Previously, Nelson worked in Stillwater for five years at La Belle Vie, followed by opening Barrio in Lowertown St. Paul and working for Minneapolis staples like Chino Latino. The move to Pajarito’s location on West 7th near the Mississippi River turned out to be ideal for the concept.

“We were a little nervous because we’re a change of pace from what was here before,” Nelson says. As Pajarito was preparing to open, neighbors would stop in to see the progress. The people kept coming after the restaurant opened. 

“For a Mexican restaurant, (we) have a lot of vegetarian options,” Nelson says, citing the use of nonclassical ingredients for sauces. The resulting friendliness for vegetarians was a happy accident. Perhaps uniquely for the cuisine, but certainly not for recent times, Brussels sprouts done in an elote style have been one of their most popular items. 

“We’re on the backside of the trend,” Nelson says, who was originally going to serve corn in the elote style.
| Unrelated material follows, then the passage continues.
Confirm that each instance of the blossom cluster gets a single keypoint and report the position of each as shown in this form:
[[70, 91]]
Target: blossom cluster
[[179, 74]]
Corn was out of season and the Brussels sprouts were called up.

Other popular dishes of the moment include enmoladas with mole sauce and housemade crema; grilled octopus; and roasted carrots with burnt bread chili sauce, one of the vegetarian options.
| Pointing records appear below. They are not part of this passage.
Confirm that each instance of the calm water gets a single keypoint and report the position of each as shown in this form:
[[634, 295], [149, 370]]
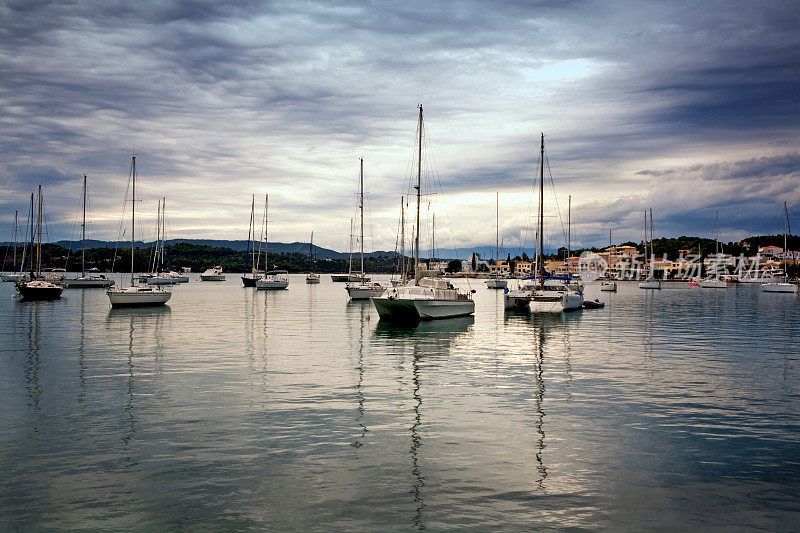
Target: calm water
[[237, 409]]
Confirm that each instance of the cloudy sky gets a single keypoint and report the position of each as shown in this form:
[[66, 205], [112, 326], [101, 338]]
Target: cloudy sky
[[685, 107]]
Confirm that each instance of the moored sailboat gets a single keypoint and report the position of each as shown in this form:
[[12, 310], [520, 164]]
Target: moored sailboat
[[134, 296], [422, 298], [363, 289]]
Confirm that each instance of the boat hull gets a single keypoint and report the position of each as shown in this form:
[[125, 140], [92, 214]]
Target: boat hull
[[779, 287], [34, 292], [496, 284], [140, 297], [364, 293], [655, 285], [438, 309], [271, 285], [88, 283], [395, 310]]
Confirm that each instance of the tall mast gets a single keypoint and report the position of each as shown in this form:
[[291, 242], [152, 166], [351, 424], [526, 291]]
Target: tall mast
[[266, 234], [133, 211], [402, 239], [497, 234], [541, 215], [83, 228], [350, 263], [418, 187], [16, 221], [361, 209], [39, 236], [569, 226], [652, 249]]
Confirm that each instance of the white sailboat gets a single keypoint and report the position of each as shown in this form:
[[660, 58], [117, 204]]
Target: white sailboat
[[782, 286], [86, 281], [541, 293], [495, 281], [38, 288], [16, 274], [134, 296], [273, 279], [422, 298], [362, 289], [312, 277], [650, 282]]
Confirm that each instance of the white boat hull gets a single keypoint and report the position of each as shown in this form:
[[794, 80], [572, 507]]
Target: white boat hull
[[650, 284], [779, 287], [364, 292], [395, 309], [271, 285], [713, 284], [88, 283], [138, 297], [16, 276], [436, 309]]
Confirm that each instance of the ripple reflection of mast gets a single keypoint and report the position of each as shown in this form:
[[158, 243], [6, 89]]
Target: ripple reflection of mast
[[33, 362], [82, 351], [129, 404], [359, 391], [538, 401], [416, 443]]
Nelson’s favorite dish is their torta ahogada, also known as drowned sandwich, that he describes as a bastardized chili-cheese steak with thinly shaved beef, roasted poblanos and onions and housemade nacho cheese sauce, all served in a pool of spicy tomato broth.
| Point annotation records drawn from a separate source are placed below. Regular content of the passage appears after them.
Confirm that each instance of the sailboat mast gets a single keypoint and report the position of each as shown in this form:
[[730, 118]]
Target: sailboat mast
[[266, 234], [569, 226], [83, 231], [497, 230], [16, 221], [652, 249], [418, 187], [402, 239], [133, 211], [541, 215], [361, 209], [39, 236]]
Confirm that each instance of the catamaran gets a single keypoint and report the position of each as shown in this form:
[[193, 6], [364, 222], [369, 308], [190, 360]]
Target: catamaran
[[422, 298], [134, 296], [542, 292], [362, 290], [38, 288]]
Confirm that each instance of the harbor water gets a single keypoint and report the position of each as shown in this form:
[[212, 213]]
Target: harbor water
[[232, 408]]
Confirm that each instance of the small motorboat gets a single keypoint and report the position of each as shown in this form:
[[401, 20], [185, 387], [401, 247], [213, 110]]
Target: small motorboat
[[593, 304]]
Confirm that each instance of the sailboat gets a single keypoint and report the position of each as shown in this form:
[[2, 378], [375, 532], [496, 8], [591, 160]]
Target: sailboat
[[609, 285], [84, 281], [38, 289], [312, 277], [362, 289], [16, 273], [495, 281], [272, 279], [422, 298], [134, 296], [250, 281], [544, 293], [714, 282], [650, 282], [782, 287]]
But it’s not just the vegetarian dishes that are worthy ordering, here’s one worth making yourself. 

Lamb Albondigas

5 lbs. ground lamb
1.5 cup bread crumbs
5 egg yolks
3 onions, minced
8 cloves garlic, minced
3 jalapeños, minced
3 T cumin
2 T coriander
1 T smoked paprika
1 t cayenne pepper
1 bunch cilantro, chopped
¼ cup epazote, chopped
1 T chile powder
1 cup queso cotija, grated

In a sauté pan, heat ¼ cup canola oil over medium heat. Add onion and sauté to soften, don't allow to color. Add the jalapeños and cook for 2 minutes. Add the garlic and cook for 1 minute. Add spices; sauté for 1 minute. Remove from the heat and place in a bowl; allow to cool to room temp. Once cooled, add the lamb, bread crumbs, eggs, cheese and fresh herbs. Once cooled,  portion into balls, roll to smooth and place on a sheet pan. Place in a 300-degree oven and roast until they are just cooked through, approximately 15-20 minutes. Remove from the heat and allow to cool.


Mole Negro

5 Pasilla Negra chiles
5 Guajillo chiles
4 Ancho chiles
2 Chipotle chiles
1 onion, chopped
8 cloves garlic, sliced
¼ cup almonds
¼ cup peanuts
¼ cup pecans
1" stick canela cinnamon
3 cloves
1 cup lard
2 T dried apricots
1 banana, ripe
½ cup sesame seeds, toasted
½ lb tomatoes, roasted
½ lb tomatillos, roasted
1 T dried oregano
5 cups chicken stock
Salt to taste

Place each of the chiles on a sheet tray and place in the oven. Roast for approximately 5-10 minutes until they are VERY dark red to almost black. The chiles should be very brittle when they are done cooking. Be very careful not to burn them as they will taste bitter. Place in a container and cover with warm water and allow to rehydrate. Toast the seeds in a sauté pan until golden brown. Do the same with the spices and place in a container. Once the chiles have rehydrated, place them, along with the nuts, spices and some of the soaking water, in the bowl of a blender and puree to a smooth paste. In a medium rondeau, place the lard and put over medium high heat. Once the lard is hot, add the chile puree and cook. Be careful with this step as the mix will sputter and splatter, remove from the heat temporarily to cut down on the spattering. Cook until it is a thick paste. Place the tomatoes, garlic, oregano and tomatillos in the blender and puree until smooth. Add to the chile mix. Add the chicken stock. Reduce the heat to medium low and cook until reduced to a heavy cream like consistency. Remove from the heat, puree again in a blender and pour through a chinois. Place in the cooler and allow to cool.